The FBI has indicted 13 persons that have been using sophisticated computer programming and infrastructure around the world to exploit the digital advertising industry through fraud.

The indictment was unsealed in federal court in Brooklyn charging Aleksandr Zhukov, Boris Timokhin, Mikhail Andreev, Denis Avdeev, Dmitry Novikov, Sergey Ovsyannikov, Aleksandr Isaev and Yevgeniy Timchenko with criminal violations for their involvement in perpetrating widespread digital advertising fraud.

The charges include wire fraud, computer intrusion, aggravated identity theft and money laundering.
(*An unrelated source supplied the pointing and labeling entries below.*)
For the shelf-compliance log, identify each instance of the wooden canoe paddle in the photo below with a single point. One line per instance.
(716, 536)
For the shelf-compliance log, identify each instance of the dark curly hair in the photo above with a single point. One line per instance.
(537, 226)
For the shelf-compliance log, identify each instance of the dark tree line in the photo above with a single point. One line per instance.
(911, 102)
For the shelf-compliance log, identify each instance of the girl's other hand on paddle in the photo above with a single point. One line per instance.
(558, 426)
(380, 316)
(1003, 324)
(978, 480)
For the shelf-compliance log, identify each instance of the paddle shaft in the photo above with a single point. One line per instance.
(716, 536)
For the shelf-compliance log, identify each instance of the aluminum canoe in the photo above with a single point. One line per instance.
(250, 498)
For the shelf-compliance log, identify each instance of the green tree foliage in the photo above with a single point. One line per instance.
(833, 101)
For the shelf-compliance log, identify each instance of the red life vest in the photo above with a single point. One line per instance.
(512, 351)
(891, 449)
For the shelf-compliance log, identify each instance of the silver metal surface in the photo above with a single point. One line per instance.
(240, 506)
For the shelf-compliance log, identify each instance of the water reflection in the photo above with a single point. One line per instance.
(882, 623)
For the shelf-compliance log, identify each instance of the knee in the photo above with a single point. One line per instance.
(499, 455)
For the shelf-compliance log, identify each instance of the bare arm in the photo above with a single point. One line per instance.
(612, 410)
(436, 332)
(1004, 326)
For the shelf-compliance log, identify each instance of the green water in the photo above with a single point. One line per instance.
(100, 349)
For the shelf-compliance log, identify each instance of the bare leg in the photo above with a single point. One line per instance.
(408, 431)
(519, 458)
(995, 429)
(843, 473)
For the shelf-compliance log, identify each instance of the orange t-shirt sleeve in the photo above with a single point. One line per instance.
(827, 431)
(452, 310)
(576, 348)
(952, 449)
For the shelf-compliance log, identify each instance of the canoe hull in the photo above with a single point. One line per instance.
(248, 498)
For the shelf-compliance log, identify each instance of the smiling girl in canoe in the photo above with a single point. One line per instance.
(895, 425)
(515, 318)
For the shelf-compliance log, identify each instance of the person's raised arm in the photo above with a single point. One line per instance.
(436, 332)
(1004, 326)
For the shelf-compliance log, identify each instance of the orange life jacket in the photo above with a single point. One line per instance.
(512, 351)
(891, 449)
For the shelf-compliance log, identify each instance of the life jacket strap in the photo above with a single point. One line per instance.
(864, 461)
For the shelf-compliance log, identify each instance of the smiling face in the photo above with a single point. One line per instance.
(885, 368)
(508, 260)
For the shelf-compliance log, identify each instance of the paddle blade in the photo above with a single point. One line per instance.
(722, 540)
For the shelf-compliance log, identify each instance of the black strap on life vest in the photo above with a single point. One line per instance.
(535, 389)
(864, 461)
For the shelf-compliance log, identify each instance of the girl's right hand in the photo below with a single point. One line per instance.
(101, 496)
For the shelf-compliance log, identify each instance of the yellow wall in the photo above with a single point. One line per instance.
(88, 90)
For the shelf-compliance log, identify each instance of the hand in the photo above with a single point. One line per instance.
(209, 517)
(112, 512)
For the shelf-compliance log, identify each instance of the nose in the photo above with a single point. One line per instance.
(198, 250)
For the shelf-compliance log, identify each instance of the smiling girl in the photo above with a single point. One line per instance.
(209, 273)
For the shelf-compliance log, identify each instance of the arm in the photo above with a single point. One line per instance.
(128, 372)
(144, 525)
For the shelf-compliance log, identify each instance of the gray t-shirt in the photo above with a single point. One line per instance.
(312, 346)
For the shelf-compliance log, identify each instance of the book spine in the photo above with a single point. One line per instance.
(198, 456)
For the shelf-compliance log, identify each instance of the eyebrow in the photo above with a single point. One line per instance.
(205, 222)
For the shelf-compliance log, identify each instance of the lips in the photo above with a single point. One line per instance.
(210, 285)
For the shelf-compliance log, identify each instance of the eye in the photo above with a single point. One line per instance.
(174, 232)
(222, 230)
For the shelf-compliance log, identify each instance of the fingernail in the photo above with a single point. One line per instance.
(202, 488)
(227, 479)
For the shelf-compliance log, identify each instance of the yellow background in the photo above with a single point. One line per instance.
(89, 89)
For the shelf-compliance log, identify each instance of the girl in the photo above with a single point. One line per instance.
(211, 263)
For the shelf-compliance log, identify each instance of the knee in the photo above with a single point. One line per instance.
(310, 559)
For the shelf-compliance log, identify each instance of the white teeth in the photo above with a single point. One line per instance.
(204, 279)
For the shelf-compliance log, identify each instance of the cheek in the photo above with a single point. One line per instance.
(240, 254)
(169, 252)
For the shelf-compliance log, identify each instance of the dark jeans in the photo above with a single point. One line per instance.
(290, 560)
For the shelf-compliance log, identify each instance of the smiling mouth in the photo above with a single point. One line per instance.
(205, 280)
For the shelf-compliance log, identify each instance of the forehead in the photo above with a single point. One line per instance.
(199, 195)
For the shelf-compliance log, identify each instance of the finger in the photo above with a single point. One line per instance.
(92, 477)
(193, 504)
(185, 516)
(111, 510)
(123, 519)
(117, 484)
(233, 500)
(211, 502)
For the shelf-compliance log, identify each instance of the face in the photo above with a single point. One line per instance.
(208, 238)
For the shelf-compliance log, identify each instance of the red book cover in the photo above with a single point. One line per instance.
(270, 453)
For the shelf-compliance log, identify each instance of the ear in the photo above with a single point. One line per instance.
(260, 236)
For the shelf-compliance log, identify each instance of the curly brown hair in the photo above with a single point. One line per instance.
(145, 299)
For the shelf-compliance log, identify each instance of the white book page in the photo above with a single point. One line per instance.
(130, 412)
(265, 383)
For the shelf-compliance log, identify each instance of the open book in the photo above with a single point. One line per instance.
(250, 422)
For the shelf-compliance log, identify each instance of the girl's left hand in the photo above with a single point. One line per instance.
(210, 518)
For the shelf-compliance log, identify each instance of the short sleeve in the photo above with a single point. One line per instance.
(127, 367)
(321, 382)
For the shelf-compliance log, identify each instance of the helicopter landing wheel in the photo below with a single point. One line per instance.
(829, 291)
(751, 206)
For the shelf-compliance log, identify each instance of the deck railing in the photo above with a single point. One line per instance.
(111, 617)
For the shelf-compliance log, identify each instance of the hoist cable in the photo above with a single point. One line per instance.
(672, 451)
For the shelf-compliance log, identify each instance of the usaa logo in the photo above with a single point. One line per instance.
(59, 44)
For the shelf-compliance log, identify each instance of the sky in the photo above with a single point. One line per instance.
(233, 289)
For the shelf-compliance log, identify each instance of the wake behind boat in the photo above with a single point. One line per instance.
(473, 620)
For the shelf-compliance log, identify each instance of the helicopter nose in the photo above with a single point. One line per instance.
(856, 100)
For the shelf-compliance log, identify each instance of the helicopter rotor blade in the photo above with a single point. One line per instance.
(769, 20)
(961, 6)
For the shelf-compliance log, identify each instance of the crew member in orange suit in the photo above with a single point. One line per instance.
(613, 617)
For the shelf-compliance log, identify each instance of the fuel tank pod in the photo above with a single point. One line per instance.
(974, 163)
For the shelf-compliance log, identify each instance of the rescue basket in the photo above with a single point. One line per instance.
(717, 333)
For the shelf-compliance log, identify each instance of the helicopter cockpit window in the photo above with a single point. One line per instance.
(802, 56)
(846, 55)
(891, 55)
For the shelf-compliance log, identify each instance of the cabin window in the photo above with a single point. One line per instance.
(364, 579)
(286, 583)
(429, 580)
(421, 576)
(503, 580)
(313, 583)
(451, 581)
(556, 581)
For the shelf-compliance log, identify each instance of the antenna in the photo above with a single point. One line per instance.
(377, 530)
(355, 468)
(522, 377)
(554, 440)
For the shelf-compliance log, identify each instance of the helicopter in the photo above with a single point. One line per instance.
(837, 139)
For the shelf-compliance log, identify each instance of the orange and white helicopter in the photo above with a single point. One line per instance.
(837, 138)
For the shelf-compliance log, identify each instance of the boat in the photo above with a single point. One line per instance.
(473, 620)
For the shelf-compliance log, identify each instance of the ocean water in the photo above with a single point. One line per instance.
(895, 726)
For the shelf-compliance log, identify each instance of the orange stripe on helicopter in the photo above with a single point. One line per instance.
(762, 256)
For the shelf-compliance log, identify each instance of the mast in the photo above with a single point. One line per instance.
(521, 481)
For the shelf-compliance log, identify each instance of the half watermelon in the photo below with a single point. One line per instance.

Also unsealed today in federal court in Brooklyn were seizure warrants authorizing the FBI to take control of 31 internet domains, and search warrants authorizing the FBI to take information from 89 computer servers, that were all part of the infrastructure for botnets engaged in digital advertising fraud activity. The FBI, working with private sector partners, redirected the internet traffic going to the domains (an action known as “sinkholing”) in order to disrupt and dismantle these botnets.

In general, digital advertising revenue is based on how many users click or view the ads on those websites. As alleged in court filings, the defendants in this case represented to others that they ran legitimate companies that delivered advertisements to real human internet users accessing real internet webpages. In fact, the defendants faked both the users and the webpages: they programmed computers they controlled to load advertisements on fabricated webpages, via an automated program, in order to fraudulently obtain digital advertising revenue.

As alleged in the indictment, between September 2014 and December 2016, Zhukov, Timokhin, Andreev, Avdeev and Novikov operated a purported advertising network (“Ad Network #1”) and, with Ovsyannikov’s assistance, carried out a digital ad fraud scheme. Ad Network #1 had business arrangements with other advertising networks whereby it received payments in return for placing advertising placeholders (“ad tags”) on websites. Rather than place these ad tags on real publishers’ websites, however, Ad Network #1 rented more than 1,900 computer servers housed in commercial datacenters in Dallas, Texas and elsewhere, and used those datacenter servers to load ads on fabricated websites, “spoofing” more than 5,000 domains. To create the illusion that real human internet users were viewing the advertisements loaded onto these fabricated websites, the defendants programmed the datacenter servers to simulate the internet activity of human internet users: browsing the internet through a fake browser, using a fake mouse to move around and scroll down a webpage, starting and stopping a video player midway, and falsely appearing to be signed into Facebook. Furthermore, the defendants leased more than 650,000 Internet Protocol addresses, assigned multiple IP addresses to each datacenter server, and then fraudulently registered those IP addresses to make it appear that that the datacenter servers were residential computers belonging to individual human internet users who were subscribed to various residential internet service providers. As a result of this scheme, Ad Network #1 falsified billions of ad views and caused businesses to pay more than $7 million for ads that were never actually viewed by real human internet users.

As also alleged in the indictment, between December 2015 and October 2018, Ovsyannikov, Timchenko and Isaev operated a purported advertising network (“Ad Network #2”) and carried out another digital ad fraud scheme. In this scheme, the defendants used a global “botnet” - a network of malware-infected computers operated without the true owner’s knowledge or consent - to perpetrate their fraud. The defendants developed an intricate infrastructure of command-and-control servers to direct and monitor the infected computers and check whether a particular infected computer had been flagged by cybersecurity companies as associated with fraud. By using this infrastructure, the defendants accessed more than 1.7 million infected computers, belonging to ordinary individuals and businesses in the United States and elsewhere, and used hidden browsers on those infected computers to download fabricated webpages and load ads onto those fabricated webpages. Meanwhile, the owners of the infected computers were unaware that this process was running in the background on their computers. As a result of this scheme, Ad Network #2 falsified billions of ad views and caused businesses to pay more than $29 million for ads that were never actually viewed by real human internet users.